Fall is upon us, and you've decided to make it a movie night. Footloose on the screen, popcorn in a Tupperware bowl. You're living a very American moment.

According to the popcorn industry, Americans gobble 16 billion quarts of popcorn each year, or 54 quarts per person, or approximately not nearly enough to bail us out of economic meltdown if popcorn were dollars. More than two-thirds of that is eaten at home (mostly in autumn). Although the rest of the globe is catching onto this New World snack, almost all producing and noshing of popcorn occurs in America.

And so we go where so many Life Cycle posts have taken us before: the fields.

Almost a quarter of national popcorn growing goes down in the corn sea that is Nebraska, with Indiana coming in a close second. Other big poppers include Illinois, Ohio and Missouri; all told, half of our united states are in on the game. That's a lot of land use and a lot of water soaking by our corny little friends.

The popcorn goodness is harvested late in the corn season, after the kernels have long cured on the stalk, but before the stalk falls over or freezes. It's a special strain of maize developed by pre-Columbus Native Americans and since developed to improve popping yield by post-Columbus capitalists.

Nowadays, the picking is done by machines. After that, the corn is dried—a process often hastened by commercial processors with enormous drying "cribs" that utilize forced, artificial heat.
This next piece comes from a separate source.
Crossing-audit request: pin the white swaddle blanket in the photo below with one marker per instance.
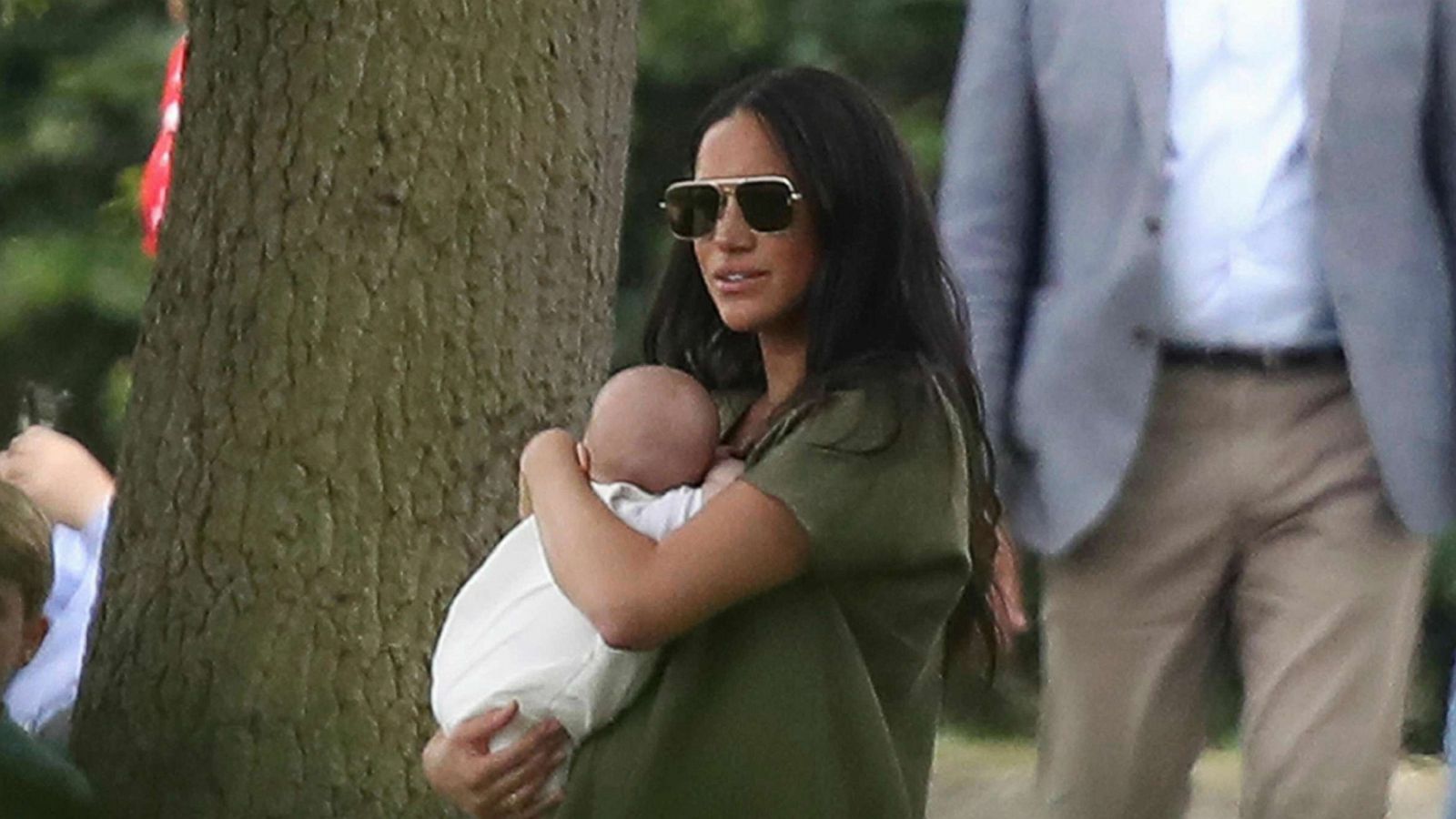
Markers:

Because we live in an area with extreme winters, we are intrigued by something described as both "heated" and "a crib" but imagine purchase of such an energy hog would be environmentally irresponsible and require a lot of money.

After a warm nap in the crib, the corn is hauled to processing plants (proverbial carbon emissions alert!), where kernels are shelled from the cob and moved through screens that catch damaged kernels and debris. Finally, the winning kernels get polished by machines and packaged—from 100-pound bags for wholesalers to über-packaging for your 100-calorie microwave packets.

As for those microwave bags—like the one you'll devour by the time Kevin Bacon busts his first move—you've probably read about hazards faced by workers in factories where flavoring powders are blasted around. They're at risk for a rare lung disease called bronchiolitis obliterans, which killed a Missouri woman in 2006 and has resulted in chronic suffering for others. The problem? Exposure to what the Occupational Safety and Health Administration terms "volatile butter-flavoring ingredients" (the chemical is diacetyl, currently being phased out of popcorn production).

Back to the plastic-wrapped paper bag marked with the kindly Southern gentleman's face. A recap: Before traveling many miles to your grocer (second proverbial carbon emissions alert!), it was born of land, water, heating units, carbon-emitting factories, plastic, paper and cardboard.

We're just saying.

So, is there a green popcorn? Buying kernels in bulk, popping and seasoning them yourselves is a great way to reduce packaging (both its production and its disposal) and to circumvent those "volatile butter-flavoring ingredients." If possible, find the most regional source for your popcorn (assuming you can afford it—the corn ethanol boom, of course, has jacked with our corn-laden food supply and sent prices soaring), and increased concerns about genetically modified kernels.

Like with other life stuff, the closer you keep it to home, the better chance you have of knowing what's in it. So get popping, and perhaps swap out Footloose 2 for this gem.